きっかけの2cm
俺が男子新体操に出会ったのは、木の葉が赤く染まり冬も少しだけ顔を覗き始めているどこかもの悲しい秋の日のことだった。
父さんの友達だという面白好きのおじさんが、いつものように連絡してきた。
「なあ、男子新体操って知ってるか!!」
当然初めて聞く言葉だった。いつも野球だかバスケだかはたまた名前すら聞いたことのないよくわからない劇団とかにも連れて行かれていた。父さんは仕事人間だったけれど、こういう時はいつも一緒にいた。俺としても色んなことを知れるし飽きないからついていっていた。
会場に着いて辺りを見渡すと人は結構いた。やっぱりバスケとかのスポーツに比べたら人は少ないのかもしれないけど。そのスポーツがどんなものかも分からなかったし俺は先日父さんに買ってもらった新しいスマホに目が釘付けだった。
すると、アナウンスが選手の名前を呼ぶ。周りの観客がその選手の名前を叫んだ。ファイトやら頑張れやらたくさんの人が叫んでいた。何かが始まることは察しがついたから、スマホ片手に下に広がる四角形のマットを眺めた。
選手の人が一つ息を吸って形をとる。観客が名前を叫ぶ。形をとる。
そして、音楽が流れ始めた。
動き始めるまでのたった数秒がスローモーションに思えた。
そこから巧みにスティックを操りくるくると回していく。まっすぐ伸びるその棒はまるでその人の一部みたいだった。大きく宙に投げ出されたそれは綺麗に回転して手の中に収まっていく。
四角形の隅から隅まで飛んでいくその姿はあまりにも軽くて人じゃないみたいだった。
しなやかに繰り出されていく技の数々に思わず目を見張るしかなかった。
音楽が終わる。拍手が鳴り響く。演技が終わった。
たった2分程度のあの時間が1時間にも2時間にも思えた。それくらい俺は惹き込まれていた。
あれは”個人演技”というものだったらしい。
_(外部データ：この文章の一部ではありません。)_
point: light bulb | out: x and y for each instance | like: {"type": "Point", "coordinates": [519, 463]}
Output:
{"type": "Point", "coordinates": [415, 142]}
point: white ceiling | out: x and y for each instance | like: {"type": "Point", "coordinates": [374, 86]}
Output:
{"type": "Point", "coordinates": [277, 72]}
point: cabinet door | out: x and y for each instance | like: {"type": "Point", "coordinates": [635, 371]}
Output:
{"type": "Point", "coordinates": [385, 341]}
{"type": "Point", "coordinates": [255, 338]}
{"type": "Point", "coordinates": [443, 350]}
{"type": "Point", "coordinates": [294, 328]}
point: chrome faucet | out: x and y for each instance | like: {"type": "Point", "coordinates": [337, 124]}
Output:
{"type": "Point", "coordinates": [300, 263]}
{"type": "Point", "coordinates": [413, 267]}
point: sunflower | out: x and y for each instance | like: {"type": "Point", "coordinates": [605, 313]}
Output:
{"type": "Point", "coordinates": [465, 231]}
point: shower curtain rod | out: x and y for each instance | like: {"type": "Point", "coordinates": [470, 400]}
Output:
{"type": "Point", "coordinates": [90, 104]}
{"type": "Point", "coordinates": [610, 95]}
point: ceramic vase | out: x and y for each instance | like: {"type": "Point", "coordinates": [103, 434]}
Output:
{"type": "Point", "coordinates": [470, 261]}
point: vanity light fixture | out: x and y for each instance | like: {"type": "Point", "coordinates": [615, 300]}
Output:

先が丸くなっている「クラブ」、真っ直ぐな「スティック」、くるくると回る「リング」、しなやかに動く「ロープ」この4つの道具を使って競技するらしいと教えてもらった。
あっという間に「男子新体操」の虜になってしまった俺は、急いで父さんにパンフレットをもらって中身を覗いた。たくさんの人の名前が並んでいる。さっきマットの上にいた人は誰だろう。
「鶴我三波」
そう書かれていた。
ペラペラと紙をめくり夢中で読んでいるうちに団体が演技をしていた。
そう、その演技こそが俺にとっての男子新体操人生の始まりだった。